New kid on the F1 block

You know Formula One is hot in the country when you see Ferrari, Jaguar, McLaren and Jordan Honda merchandise rip-offs in every neighborhood tiangge. Pinoys are definitely F1-crazy these days–the absence of the Star Sports channel in Sky and Home cable networks notwithstanding. This year, it could get even hotter.

That’s because a new team is joining the race spectacle. And it’s another marque most local car owners can certainly identify with. Japanese auto giant Toyota has signed up for the world’s most prestigious–and costly–race series, and by the looks of things, the company is not going by any of the usual routes.

Unlike the rest in the current F1 grid, Toyota ambitiously built both its car’s chassis and engine, something that only one other team in F1 currently has the distinction of doing. No less than the hallowed Scuderia Ferrari, a team whose F1 heritage is as long as Formula One itself.

Officially called Panasonic Toyota Racing, the team launched its 2002 season challenger–the TF102 car–in mid-December in Cologne, Germany, where the team is based. Successor to the 2001 TF101 test car, the TF102 retains the Toyota corporate red-and-white colors, but sports new liveries, notably the logos of mega-buck sponsors AOL Time Warner and–get this–Wella hair cosmetics. Well, a sponsorship is a sponsorship, whichever way one looks at it.

Besides, according to F1 insiders, the sponsorships and Toyota’s own budget mean the team will have the fattest wallet among the boys come the first race in March in Melbourne, Australia. As reports from Auto Motor Und Sport have it, Toyota has an annual budget of $250 million. Its new factory in Cologne alone already costs $125 million. A fact that impressed even McLaren technical director Adrian Newey, who is no stranger to the F1 world. "Toyota is doing everything a little bigger and more expensive than others," he quipped.

For instance, the team’s workshop has recently been expanded to almost double its current size, and now incorporates the best equipment available, allowing Toyota to develop and build most of its stuff in-house. The team’s floor space is divided almost equally between the chassis and engine development facilities. A wind tunnel is also nearing completion. And although the racing program is based in Germany–making it the only F1 team to be so–the team has access to Toyota’s extensive R&D shops in Japan, company officials said.

With a little over two months left before the team’s baptism of high-compression combustion, the team foresees an extremely busy period for the TF102’s testing program. Toyota Motorsport President Ove Andersson–who was widely considered the architect of Toyota’s successful stint in the World Rally Championship–said the program is indeed a big task. "But we are not that much worried," he said. "We have been reasonably on schedule with whatever we’ve done until now."

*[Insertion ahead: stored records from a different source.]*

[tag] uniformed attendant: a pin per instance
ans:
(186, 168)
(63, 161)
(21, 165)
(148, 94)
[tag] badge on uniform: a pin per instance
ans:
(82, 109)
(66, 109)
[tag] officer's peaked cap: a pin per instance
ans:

Besides, the team has signed up the duo of Finn Mika Salo and Scotsman Allan McNish, who are both veteran racers. Here, Toyota’s inclination to take the track less traveled is apparent. Most teams these days hire twentysomething hotshots. Toyota opted to hire Salo–who’s been in F1 since ’95 and is regarded as truly a talent to reckon with–and 32-year old McNish, who will hold the distinction, however unenviable, of the being the oldest F1 rookie.

Salo was hired by Ferrari to sit in for the injured Michael Schumacher during the ’99 season, and almost won a race on his second gig with the team had orders not prevented him, giving way to teammate Eddie Irvine.

For his part, McNish was a former F1 test driver before switching to sports car racing. He has had an illustrious career, competing in GT championships in the US and Europe, and winning the most prestigious endurance races such as Daytona 24 Hours, American Le Mans series, and the Le Mans 24 Hours–where, by the way, he holds the lap record driving a Toyota GT.

At the media reception party in Tokyo last year, we chatted with both Salo and McNish. The duo was modest about Toyota’s prospect in F1. This, after all, is just the team’s first season. However, both drivers were also quite optimistic with regards to their team’s F1 future. "We have done a lot of testing this year, and we’re sure to get a respectable degree of reliability from the car," McNish said. "The past year had also allowed the team members to bond together," Salo added.

Andersson also said the team’s "main target for next year will be to learn, and to try to gain respect within the F1 paddock."

Needless to say, all eyes will be watching Toyota come the season-opening Australian GP.

After all, there must be something to be said in seeing the same logo on the grill of one’s daily driver and an F1 car hurtling through that first Brabham corner–or Eau Rouge or Casino Square in other circuits for that matter. Attracting pit babes is not guaranteed, though.